\* Cool. This is a hard problem. \* Custom hardware sounds expensive. \* This do...

sergei · on May 4, 2010

Oracle RAC allows multiple machines to synchronize access to a shared disk. Each node in a RAC cluster locks individual disk pages and brings the data to the node for processing. Only one node is working on a query a time, while synchronizing access to resources at a physical level.

Clustrix is fundamentally different. We compile the query down into query fragments and evaluate relevant portions of the query at the node which holds the relevant data. We bring the query to the data.

You can find more specifics on our architecture in our white paper:

http://www.clustrix.com/wp-content/uploads/2010/04/clustrix-...

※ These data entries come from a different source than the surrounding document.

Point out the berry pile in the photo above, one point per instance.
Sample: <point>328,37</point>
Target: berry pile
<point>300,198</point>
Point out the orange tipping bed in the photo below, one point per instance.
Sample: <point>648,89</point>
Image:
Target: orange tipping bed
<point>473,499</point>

Clustrix is all about concurrency and parallelism. While we didn't specifically focus on OLAP, our model allows us to do very well for these types of workloads because we break the query apart and let individual nodes work on their portion of the query.

While we deliver our product as an appliance, it's all based on commodity hardware.

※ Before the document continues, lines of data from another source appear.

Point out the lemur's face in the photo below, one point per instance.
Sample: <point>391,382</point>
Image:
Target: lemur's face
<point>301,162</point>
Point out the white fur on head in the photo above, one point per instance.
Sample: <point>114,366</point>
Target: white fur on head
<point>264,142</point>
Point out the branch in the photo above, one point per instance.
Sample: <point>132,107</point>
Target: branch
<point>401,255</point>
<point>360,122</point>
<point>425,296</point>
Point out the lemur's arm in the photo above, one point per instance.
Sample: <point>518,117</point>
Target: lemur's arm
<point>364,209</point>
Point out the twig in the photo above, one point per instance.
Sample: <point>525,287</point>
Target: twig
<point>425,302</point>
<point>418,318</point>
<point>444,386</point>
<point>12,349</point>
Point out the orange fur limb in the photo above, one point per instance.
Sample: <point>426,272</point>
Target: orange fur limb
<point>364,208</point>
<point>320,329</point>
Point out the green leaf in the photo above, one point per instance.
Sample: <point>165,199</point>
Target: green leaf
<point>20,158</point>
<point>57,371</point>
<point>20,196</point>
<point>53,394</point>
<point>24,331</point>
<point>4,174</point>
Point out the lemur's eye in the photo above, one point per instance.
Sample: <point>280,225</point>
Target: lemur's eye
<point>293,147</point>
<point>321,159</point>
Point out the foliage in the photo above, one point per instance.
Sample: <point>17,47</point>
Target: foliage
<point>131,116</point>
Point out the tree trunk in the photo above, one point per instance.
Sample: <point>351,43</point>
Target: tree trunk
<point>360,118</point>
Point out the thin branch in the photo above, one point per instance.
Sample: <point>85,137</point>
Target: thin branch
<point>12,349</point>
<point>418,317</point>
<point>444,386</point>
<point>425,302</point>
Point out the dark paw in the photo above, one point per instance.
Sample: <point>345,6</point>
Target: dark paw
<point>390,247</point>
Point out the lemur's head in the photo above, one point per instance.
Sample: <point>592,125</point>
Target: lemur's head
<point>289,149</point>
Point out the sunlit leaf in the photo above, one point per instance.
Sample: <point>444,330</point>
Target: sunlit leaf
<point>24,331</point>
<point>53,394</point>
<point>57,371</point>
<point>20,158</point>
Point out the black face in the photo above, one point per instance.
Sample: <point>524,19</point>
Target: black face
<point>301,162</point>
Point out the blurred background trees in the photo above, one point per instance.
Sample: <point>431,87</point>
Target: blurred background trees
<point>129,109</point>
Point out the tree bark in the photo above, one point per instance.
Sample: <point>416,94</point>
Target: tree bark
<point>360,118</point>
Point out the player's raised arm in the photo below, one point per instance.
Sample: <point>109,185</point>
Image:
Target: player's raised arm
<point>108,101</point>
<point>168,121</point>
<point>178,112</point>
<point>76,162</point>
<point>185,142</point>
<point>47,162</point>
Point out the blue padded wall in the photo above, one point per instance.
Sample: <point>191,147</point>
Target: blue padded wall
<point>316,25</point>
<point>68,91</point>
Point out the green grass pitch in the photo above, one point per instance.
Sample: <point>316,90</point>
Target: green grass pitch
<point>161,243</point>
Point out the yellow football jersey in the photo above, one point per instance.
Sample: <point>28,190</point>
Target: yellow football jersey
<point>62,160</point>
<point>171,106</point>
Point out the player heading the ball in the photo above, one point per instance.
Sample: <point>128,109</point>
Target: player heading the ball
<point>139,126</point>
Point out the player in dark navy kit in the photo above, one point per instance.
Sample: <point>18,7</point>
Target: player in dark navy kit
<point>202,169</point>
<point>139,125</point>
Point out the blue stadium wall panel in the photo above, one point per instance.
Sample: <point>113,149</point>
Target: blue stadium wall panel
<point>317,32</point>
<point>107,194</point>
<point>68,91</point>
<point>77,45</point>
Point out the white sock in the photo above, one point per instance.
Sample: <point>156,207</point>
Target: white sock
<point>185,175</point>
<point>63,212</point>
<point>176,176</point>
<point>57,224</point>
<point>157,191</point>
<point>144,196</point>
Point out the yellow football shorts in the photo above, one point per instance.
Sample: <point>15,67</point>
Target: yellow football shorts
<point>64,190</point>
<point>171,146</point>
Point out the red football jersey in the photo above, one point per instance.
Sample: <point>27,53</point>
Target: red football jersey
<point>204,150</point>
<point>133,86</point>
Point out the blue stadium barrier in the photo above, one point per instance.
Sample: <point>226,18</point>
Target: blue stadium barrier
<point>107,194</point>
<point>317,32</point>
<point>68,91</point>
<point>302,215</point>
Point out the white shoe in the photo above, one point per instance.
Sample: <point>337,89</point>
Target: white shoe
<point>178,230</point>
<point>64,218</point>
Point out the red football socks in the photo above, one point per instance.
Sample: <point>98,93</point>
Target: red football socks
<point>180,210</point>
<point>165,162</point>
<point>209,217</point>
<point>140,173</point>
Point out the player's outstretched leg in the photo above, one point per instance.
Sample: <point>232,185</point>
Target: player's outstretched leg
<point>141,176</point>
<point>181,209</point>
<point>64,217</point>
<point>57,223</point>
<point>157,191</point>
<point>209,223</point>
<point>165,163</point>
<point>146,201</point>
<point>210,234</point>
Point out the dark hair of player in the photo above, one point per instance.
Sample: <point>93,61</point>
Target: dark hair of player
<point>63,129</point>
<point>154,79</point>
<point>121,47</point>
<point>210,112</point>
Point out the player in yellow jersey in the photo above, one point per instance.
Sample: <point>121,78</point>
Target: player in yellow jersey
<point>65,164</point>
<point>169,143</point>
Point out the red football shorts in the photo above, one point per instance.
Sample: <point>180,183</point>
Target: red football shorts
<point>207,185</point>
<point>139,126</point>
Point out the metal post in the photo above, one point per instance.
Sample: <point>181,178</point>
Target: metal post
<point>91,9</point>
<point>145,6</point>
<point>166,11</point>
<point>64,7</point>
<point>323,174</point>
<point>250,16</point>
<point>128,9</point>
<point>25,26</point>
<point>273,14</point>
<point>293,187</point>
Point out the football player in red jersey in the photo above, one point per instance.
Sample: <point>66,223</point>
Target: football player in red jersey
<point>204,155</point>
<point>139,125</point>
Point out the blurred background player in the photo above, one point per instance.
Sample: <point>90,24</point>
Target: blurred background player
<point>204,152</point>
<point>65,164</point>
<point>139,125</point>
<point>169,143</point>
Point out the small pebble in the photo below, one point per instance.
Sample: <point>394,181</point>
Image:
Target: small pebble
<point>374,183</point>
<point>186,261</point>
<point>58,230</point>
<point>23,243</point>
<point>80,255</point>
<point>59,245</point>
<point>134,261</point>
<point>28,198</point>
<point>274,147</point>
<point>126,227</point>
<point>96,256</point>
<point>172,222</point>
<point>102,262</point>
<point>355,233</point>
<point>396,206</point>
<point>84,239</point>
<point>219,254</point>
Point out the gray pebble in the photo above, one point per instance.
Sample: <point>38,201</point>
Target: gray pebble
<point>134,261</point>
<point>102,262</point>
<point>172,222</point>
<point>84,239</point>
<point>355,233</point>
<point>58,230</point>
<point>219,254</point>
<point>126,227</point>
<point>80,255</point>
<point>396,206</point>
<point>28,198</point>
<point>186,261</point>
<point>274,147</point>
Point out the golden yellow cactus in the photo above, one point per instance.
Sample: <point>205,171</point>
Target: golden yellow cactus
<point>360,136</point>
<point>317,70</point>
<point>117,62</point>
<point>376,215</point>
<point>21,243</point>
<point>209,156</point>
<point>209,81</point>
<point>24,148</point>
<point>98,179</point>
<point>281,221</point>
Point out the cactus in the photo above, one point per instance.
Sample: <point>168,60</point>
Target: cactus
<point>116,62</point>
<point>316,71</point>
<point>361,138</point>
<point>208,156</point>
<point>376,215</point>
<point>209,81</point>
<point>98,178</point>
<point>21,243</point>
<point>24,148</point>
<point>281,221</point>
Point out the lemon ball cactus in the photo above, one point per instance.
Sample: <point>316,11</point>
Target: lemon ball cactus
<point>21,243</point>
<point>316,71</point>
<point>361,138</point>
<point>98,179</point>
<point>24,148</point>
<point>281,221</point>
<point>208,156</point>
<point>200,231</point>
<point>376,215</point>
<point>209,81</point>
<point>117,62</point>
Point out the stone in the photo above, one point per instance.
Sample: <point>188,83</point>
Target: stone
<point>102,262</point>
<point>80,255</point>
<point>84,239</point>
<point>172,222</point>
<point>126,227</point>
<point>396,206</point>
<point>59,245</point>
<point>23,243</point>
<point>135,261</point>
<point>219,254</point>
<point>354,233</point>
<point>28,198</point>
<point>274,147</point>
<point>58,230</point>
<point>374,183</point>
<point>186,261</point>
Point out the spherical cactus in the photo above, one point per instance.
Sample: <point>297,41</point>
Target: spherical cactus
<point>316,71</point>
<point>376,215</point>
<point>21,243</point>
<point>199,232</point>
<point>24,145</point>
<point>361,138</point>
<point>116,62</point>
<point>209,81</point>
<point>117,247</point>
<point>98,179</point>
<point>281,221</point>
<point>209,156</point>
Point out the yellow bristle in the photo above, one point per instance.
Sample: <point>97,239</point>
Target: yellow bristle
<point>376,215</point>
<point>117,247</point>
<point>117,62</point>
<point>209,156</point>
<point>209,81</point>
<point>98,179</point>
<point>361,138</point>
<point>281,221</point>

If you had an infinitely scalable database, would you still want to put a caching layer in front of it? Most people would rather not deal with the added complexity.

In a typical sharding scheme, one would choose a partition key (typically some primary key, e.g. user id) and use that as a distribution strategy. At such granularity, hot spots are a common problem. In Clustrix, we have independent distribution/partitioning for each table/index, down to the row level. To get hot spots is if you contend on a single row -- but that's really an indication of something going terribly wrong in the data model.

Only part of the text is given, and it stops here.